Tuesday, March 4, 2014


This is one of the second batch of Leonardo creations, originated by Academy in South Korea, then repackaged for the European market by Italeri.

Mat Irvine: The human-powered ornithopter is one of Leonard da Vinci’s best known concepts, a predecessor to the aeroplane, though designed with flapping wings like a bird or a bat.

The 1:25 scale Italeri kit is one of the simplest you are likely to build, as all the components snap together, and you could probably have it complete in just 10 minutes or so.

Moulded in two shades of plastic, representing wood and metal, most of the construction - and the components - go toward creating a working aspect, as the model is powered by a clockwork motor that makes the wings flap up and down. The ornithopter airframe itself consists of only nine parts, the remaining components consisting of gears and other parts that enable the wing motion.

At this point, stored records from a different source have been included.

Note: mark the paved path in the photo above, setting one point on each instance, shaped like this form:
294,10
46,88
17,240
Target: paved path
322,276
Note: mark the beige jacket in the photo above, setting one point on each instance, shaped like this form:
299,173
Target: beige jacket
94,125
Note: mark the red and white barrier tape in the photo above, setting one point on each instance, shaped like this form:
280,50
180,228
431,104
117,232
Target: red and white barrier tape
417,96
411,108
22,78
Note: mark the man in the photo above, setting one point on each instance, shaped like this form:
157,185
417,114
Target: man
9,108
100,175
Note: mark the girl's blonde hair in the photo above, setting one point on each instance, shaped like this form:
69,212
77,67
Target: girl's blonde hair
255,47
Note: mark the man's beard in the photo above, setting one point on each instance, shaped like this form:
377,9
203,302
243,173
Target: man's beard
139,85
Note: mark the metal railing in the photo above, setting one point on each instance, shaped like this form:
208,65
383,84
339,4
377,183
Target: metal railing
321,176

The ‘spines’ on the wings (above) have an extra cavity at their tips, so the molten plastic flows through. These lumps need to be carefully cut away - the left-hand one (above) is still in place, the right-hand one removed.

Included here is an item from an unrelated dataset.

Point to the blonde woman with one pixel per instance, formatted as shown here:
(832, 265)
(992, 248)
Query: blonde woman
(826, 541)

The instruction manual (below) is easy to follow.

Note the pre-assembled clockwork motor (below bottom) supplied with the kit. It’s a good addition, as movement brings interest to the ornithopter, as well as revealing how it was supposed to work.

The model represents the ornithopter as Leonardo drew it (below) with skeletal bird-style wings, plus a simple central platform and tail. The sketches vary, as do most of Leonardo’s artworks. In one image, the pilot would lay prone, while others show him hanging underneath, rather like a modern hang-glider. In fact, taking the ‘flapping’ out of the equation, exactly like a hang-glider.

This model continues a resurgence of interest in the works and designs of Leonardo da Vinci. Oddly though, when the first three Leonardo kits were released, by AMT kits in the 1970s, they didn’t sell well at all. AMT had actually planned three more, but they were cancelled, due to poor sales of the first set.

Closeup of the business end of the clockwork mechanism (below) which doubles as a base with nameplate.

Now there are at least six model companies around the world, producing a wide range of Leonardo inventions, between them probably covering virtually everything he envisaged.  Some of these involve traditional materials that Leonardo would have been familiar with - such as wood and cloth - along with more recent materials such as plastics. Even there though, Leonardo would almost certainly have understood the industrial processes involved.

Scale Stats
Italeri: Leonardo da Vinci Flying Machine Ornithopter
Scale (nominal): 1:25
Parts: 28 (including motor)
Assembled wingspan: 240 mm (9 in)
Manufacturer’s ref: 3108

Review kit supplied courtesy The Hobby Company, Italeri’s UK importer and distributor.

Leonardo's Marvellous Machines here, including the ornithopter.

SMN Note: Steampunk and sci-fi fans rejoice: this kit is a gift to any diorama or model group that involves a fantasy element, and the 1:25 scale is a reasonably widely-used one, too. At a pinch, you could include Leonardo's ornithopter with suitable 1:18 scale cars - perhaps a DeLorean, a Batmobile, in fact, more or less anything that lends itself to a fantasy setting.

Then there's John Carter of Mars, a movie that vanished without trace, but one that had some really good special-effects, including some ornithopter Martian flying machines (below) the whole thing courtesy the writings of Edgar Rice Burroughs.